Indisches Unterhaltsverfahren vs österreichisches Unterhaltsverfahren
Im vorliegenden Verfahren erhob die Kl eine Unterhaltsklage in Form einer Stufenklage. Der Bekl erhob die Einrede der internationalen Unzuständigkeit und der internationalen Streitanhängigkeit. Die Kl hätte seit Juli 2013 ihren gewöhnlichen Aufenthalt in Indien. Die Kl habe vor dem indischen Gericht bereits die Scheidungsklage eingebracht, mit der sie auch Ehegattenunterhalt begehre. Dieses Verfahren sei noch streitanhängig. Die vorliegende Klage sei daher zurückzuweisen.

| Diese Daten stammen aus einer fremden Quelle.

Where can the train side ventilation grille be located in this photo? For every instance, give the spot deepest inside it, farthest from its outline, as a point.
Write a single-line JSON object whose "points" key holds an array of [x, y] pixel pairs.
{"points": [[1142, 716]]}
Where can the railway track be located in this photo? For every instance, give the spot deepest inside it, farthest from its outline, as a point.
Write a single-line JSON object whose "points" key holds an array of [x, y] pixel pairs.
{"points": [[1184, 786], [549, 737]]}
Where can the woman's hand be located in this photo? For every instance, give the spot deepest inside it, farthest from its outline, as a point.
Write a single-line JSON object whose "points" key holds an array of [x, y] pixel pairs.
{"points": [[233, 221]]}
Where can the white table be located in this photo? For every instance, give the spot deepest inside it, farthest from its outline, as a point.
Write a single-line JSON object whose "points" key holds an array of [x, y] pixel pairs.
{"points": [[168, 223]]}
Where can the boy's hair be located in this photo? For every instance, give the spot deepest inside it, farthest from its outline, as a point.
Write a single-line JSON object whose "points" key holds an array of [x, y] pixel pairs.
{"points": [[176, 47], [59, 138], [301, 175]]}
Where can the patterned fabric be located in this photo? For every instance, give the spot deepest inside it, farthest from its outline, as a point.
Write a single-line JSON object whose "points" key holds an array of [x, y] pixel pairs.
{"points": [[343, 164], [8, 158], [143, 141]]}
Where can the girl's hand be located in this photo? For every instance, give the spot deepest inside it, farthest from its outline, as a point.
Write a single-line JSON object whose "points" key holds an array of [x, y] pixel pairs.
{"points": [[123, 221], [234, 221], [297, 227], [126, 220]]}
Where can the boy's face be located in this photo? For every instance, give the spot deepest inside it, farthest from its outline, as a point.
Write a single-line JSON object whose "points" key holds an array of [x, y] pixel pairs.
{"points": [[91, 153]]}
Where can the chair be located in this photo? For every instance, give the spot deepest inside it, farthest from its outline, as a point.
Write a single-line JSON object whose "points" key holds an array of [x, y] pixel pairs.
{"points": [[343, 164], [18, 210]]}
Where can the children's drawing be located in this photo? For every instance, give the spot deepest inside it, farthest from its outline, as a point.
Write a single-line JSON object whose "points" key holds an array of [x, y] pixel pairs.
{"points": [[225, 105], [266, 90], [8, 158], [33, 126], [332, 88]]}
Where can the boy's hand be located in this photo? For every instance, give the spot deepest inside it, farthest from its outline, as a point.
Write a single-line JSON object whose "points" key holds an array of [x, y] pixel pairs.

Das ErstG verwarf die Einreden des Bekl. Die internationale Zuständigkeit sei gegeben. Außerhalb des Anwendungsbereichs eigenständiger Regeln über die internationale Rechtsanhängigkeit seien die (innerstaatlichen) Regeln über die Rechts- bzw Streitanhängigkeit im Hinblick auf ausländische Verfahren nur dann anzuwenden, wenn das ausländische Urteil im Inland anerkennungsfähig sei. Mit Indien bestünden weder bilaterale noch multilaterale Verträge über die Anerkennung und Vollstreckung von Unterhaltsurteilen.
Das RekG bestätigte diese Entscheidung und ließ den RevRek zu, weil zur Frage einer Anerkennungsprognose bei Anwendung von Art 12 EuUntVO höchstgerichtliche Rsp fehle.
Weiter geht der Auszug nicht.